= Hotwire (comics) =

Series of comics

Hotwire is a comics series created by Steve Pugh, with later writing credits by Warren Ellis.

== Publication history ==
Hotwire was a project originally slated to be published by Tundra UK back in the early 1990s.

Hotwire first appeared as a pair of illustrations by Pugh in Atomeka Press' A1 Sketchbook, published in 2004; the first Hotwire story, "Filthy," written and drawn by Pugh, was published in 2005 in Atomeka's A1 Bojeffries Terror Tome anthology.

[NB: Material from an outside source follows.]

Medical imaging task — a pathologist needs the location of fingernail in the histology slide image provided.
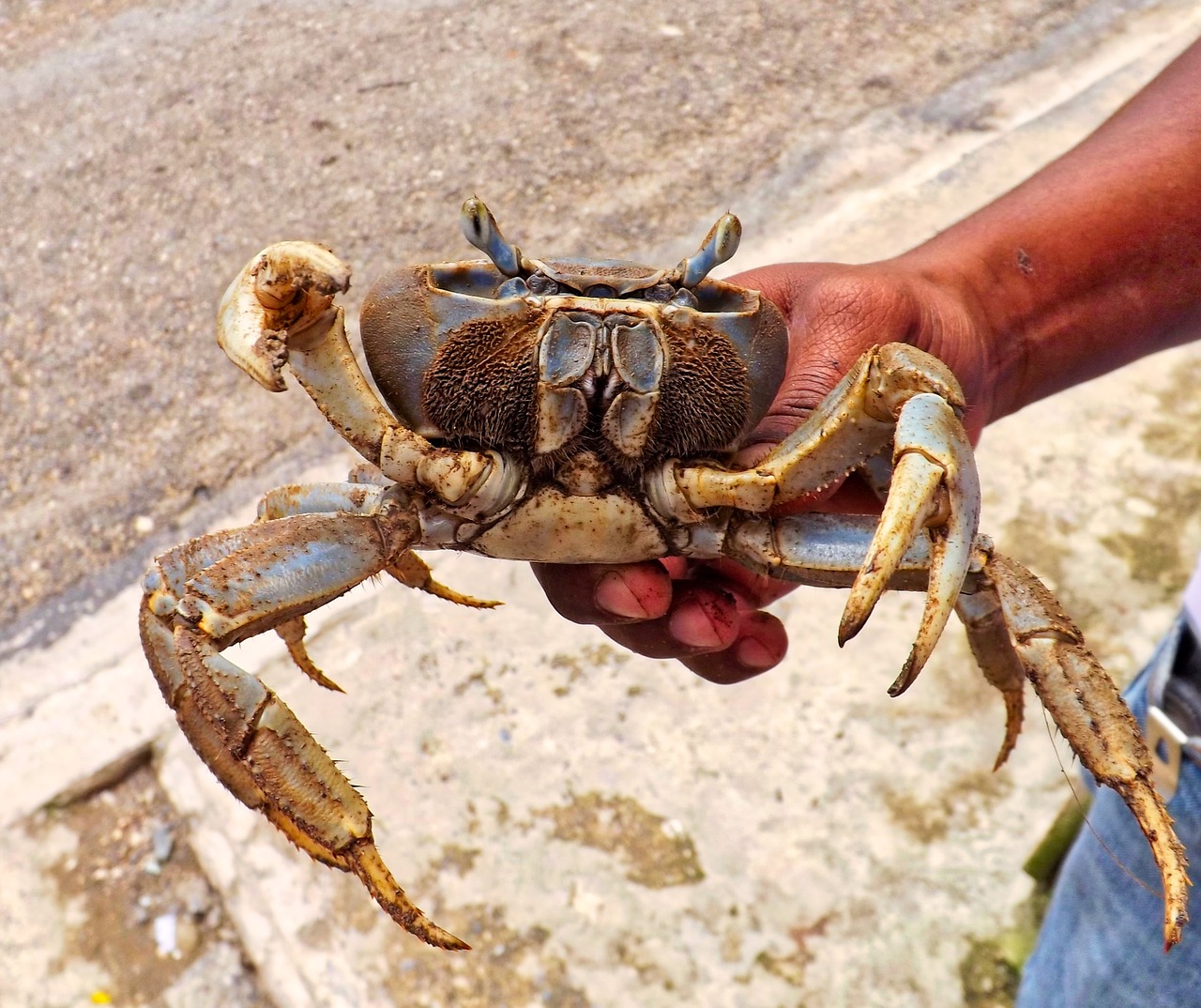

This was followed by the first four-issue limited series, Hotwire: Requiem for the Dead, published by Radical Comics in early 2009. A second limited series, Hotwire: Deep Cut, also published by Radical Comics, appeared in late 2009. Concepts were created by Ellis, with the script and art being provided by Pugh.

==Overview==
The comic book series takes place in a science fictional future. In it, the main character, Detective Alice Hotwire, sets out to save the world from an “ectoplasmic catastrophe” that was caused by a security failure at the maximum security Necropolis. The break-in at the Necropolis causes “blue light ghosts” to become evil. Alice's work is not appreciated by her police colleagues, and she needs to overcome the villains and her lack of support to return things to the status quo.